Treatment revealed nonpredicted positive outcome on nonmnemonic previously described AD symptoms, such as mood swing, aggressiveness, and bipolar personality [32], which we consider essential for patient adherence to treatment. It is also conceivable to hypothesize that the patient’s better performance on MMSE/ADAS-Cog could be explained by the cannabinoid-induced improvement in psychological well-being (mood, sleep, and anxiety). However, given that the impressive improvement in the MMSE/ADAS-Cog could not be achieved solely with the use of antidepressants or anxiolytics (normally used as adjuvant therapy for AD), we consider those as secondary beneficial effects of the treatment. Still, we cannot discard the possibility that the effects of the extract are CBR-independent, since phytocannabinoids can also act on other G-protein-coupled receptors (GPCRs), transient receptor potencial channels (TRPs), and ion channels [33].

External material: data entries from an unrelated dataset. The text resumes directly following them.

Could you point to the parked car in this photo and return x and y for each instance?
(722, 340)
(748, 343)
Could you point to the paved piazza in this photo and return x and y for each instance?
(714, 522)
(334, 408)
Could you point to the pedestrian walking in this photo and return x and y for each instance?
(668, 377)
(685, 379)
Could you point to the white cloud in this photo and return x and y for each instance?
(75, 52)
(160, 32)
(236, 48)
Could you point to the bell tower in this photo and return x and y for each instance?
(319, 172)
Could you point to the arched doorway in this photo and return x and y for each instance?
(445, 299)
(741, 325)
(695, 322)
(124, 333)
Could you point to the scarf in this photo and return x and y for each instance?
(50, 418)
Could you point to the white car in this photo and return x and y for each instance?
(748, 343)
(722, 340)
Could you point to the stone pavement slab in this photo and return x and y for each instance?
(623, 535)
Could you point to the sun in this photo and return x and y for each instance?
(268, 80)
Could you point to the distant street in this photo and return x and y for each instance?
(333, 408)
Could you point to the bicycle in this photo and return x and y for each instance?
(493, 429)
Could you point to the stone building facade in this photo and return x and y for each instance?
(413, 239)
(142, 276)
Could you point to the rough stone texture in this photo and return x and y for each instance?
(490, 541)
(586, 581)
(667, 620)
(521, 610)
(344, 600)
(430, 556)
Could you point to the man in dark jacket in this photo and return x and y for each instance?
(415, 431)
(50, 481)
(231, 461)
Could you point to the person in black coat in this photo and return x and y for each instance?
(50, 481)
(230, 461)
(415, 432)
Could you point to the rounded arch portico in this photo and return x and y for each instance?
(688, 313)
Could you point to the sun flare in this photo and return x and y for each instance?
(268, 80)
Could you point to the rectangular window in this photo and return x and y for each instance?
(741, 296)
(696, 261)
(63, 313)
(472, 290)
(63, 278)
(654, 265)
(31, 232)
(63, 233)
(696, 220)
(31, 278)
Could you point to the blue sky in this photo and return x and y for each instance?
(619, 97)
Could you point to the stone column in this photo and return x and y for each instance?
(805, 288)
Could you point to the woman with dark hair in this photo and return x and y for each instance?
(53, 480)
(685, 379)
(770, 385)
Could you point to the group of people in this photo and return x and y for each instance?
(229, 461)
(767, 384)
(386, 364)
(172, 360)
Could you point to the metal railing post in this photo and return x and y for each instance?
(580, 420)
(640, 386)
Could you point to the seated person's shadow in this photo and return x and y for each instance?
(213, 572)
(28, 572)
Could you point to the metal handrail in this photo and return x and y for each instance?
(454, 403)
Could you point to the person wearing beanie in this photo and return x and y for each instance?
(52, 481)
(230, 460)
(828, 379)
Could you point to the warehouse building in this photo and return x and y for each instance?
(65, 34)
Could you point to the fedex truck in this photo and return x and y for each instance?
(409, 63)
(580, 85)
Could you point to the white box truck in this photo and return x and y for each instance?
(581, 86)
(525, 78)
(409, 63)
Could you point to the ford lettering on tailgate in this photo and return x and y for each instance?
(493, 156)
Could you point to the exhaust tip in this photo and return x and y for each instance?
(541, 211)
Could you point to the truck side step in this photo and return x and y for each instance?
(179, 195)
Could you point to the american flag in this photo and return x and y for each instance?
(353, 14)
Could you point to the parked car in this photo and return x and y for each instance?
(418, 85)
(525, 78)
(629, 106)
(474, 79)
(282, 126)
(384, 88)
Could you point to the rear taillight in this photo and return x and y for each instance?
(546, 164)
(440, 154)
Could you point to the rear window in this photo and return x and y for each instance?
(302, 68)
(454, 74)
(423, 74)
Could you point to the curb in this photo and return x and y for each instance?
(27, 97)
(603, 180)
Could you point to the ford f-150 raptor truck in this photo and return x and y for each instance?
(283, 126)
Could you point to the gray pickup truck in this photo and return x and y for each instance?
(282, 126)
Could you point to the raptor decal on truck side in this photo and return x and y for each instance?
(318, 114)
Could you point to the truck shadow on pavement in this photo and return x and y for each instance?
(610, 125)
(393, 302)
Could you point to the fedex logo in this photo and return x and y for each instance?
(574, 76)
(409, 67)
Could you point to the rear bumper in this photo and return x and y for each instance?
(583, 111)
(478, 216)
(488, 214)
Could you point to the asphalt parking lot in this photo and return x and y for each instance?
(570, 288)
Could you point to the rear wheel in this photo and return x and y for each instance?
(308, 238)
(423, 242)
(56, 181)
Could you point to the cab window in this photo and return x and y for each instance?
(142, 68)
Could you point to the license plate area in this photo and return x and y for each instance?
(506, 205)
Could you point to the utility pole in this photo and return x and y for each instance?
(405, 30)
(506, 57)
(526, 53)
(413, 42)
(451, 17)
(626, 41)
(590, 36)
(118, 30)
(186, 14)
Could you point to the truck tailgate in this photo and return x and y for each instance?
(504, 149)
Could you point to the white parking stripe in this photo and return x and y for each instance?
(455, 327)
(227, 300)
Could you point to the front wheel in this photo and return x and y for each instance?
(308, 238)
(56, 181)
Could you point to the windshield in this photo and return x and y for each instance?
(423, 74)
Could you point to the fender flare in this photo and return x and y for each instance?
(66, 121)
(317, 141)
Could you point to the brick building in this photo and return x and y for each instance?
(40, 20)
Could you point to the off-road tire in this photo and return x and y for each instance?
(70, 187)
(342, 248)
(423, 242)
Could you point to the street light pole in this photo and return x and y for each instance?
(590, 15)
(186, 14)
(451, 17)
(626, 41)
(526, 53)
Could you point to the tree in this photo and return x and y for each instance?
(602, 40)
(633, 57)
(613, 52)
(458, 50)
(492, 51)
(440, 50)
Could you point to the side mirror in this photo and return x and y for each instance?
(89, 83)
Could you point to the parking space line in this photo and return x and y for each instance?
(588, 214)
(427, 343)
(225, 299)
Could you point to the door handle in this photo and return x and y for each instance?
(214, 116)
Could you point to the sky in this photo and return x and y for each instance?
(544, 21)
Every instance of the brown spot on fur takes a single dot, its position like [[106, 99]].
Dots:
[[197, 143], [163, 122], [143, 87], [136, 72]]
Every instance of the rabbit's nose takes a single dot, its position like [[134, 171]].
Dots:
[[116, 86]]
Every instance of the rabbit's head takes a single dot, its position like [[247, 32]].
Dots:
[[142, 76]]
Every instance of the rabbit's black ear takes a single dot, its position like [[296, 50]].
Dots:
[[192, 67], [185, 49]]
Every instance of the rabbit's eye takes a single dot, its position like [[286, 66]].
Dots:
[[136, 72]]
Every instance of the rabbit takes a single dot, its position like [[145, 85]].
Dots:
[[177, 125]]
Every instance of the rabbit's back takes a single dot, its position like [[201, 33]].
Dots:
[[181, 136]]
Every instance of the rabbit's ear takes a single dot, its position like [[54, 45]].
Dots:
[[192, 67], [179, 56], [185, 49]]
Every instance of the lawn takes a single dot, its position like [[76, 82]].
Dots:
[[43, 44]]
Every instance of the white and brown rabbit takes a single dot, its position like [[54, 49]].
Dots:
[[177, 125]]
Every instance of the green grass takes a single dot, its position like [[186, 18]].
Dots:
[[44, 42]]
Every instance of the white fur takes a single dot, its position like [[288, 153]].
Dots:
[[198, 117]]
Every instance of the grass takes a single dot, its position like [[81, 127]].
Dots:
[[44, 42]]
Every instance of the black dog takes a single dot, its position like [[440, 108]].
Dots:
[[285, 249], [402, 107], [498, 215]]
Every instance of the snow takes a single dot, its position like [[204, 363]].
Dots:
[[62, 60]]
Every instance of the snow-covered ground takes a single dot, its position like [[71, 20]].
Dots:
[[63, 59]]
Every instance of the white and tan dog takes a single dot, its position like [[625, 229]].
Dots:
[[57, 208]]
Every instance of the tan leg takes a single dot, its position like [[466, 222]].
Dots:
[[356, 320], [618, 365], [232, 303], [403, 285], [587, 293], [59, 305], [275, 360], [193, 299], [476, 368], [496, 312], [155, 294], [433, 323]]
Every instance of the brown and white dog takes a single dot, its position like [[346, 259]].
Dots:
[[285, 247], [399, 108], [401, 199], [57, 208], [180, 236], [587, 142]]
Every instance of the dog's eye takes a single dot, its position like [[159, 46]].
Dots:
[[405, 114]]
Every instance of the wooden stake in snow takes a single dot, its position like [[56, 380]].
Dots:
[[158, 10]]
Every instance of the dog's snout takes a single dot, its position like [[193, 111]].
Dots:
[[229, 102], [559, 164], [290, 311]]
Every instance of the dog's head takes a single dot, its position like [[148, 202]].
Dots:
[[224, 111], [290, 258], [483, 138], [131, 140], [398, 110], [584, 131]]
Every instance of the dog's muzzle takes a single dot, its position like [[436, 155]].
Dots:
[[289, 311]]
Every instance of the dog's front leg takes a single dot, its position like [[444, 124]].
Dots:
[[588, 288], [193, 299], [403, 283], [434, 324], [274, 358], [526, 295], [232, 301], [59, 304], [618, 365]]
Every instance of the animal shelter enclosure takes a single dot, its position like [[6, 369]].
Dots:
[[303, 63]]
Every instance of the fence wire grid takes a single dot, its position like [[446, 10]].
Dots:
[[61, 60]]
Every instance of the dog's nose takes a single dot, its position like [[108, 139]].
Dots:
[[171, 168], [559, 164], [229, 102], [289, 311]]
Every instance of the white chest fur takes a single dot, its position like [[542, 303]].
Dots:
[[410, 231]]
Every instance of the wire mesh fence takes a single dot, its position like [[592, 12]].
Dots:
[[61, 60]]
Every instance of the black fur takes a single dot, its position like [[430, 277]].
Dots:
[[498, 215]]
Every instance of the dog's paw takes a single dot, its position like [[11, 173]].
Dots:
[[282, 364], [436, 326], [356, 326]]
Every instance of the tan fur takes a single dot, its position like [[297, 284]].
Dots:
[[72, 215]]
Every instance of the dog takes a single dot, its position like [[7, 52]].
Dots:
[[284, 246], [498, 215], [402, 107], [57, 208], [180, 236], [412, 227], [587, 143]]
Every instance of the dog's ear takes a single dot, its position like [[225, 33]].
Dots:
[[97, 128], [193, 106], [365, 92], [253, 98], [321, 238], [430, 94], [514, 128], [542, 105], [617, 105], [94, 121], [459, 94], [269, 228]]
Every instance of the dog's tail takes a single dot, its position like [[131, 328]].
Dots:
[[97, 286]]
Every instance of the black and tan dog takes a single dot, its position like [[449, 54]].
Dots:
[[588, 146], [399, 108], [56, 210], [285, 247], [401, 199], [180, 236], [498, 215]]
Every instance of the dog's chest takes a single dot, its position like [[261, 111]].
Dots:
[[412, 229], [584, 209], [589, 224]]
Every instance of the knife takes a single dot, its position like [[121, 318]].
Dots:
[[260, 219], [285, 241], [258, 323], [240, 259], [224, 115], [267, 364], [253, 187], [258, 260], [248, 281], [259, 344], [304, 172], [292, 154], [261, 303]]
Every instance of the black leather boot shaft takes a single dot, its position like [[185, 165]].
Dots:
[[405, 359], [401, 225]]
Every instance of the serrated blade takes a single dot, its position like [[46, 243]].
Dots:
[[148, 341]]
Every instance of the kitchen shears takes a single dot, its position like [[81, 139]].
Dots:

Although it is certainly far-fetched to speculate on the mechanisms behind our clinical observations, it might be conceivable that the primary beneficial effect on memory/cognition is provoked by compensatory low doses of THC for an aging-impaired endocannabinoid system. In fact, myriad papers have reported cannabinoid effects on AD using experimental in vitro and in vivo models. For instance, cannabinoid treatment attenuates Aβ and neurofibrillary tau accumulation, as well as memory deficits in AD transgenic mouse models [34, 35]; blocks Aβ neuronal proteolysis and prevents Aβ aggregation [36]; mitigates Aβ-induced neuroinflammation and oxidative stress [37]; whereas favoring neurogenesis factors [that is, brain-derived neurotrophic factor (BDNF)] and antiinflammatory cytokine release, as well as presynaptic and axonal proteins upregulation [10, 34, 37,38,39,40,41,42,43,44,45]. Thus, we are also hypothesizing that the long-term positive effects of the cannabinoid extract may be due to reduction in AD-related neuroinflammation.

Our results are unprecedented and very encouraging. However, we must consider the limitations of a one-patient case report, without blinding or placebo group. In addition, it would be important to use psychiatric scores for quantitative assessment of mood, anxiety, and sleep quality as well as to quantify inflammation- and AD-related biomarkers in blood and liquor, thus acquiring substantial data for better elucidating the cannabinoid extract mechanisms of action. We decided to follow up with this patient as a “typical case” to gain insight for a future clinical trial, addressing the above mentioned limitations, which is currently underway.

In summary, data presented in this case report suggest that cannabinoid microdosing is a potential therapeutic for AD, with no significant side effects, although placebo-controlled clinical trials are needed to confirm and extend these data.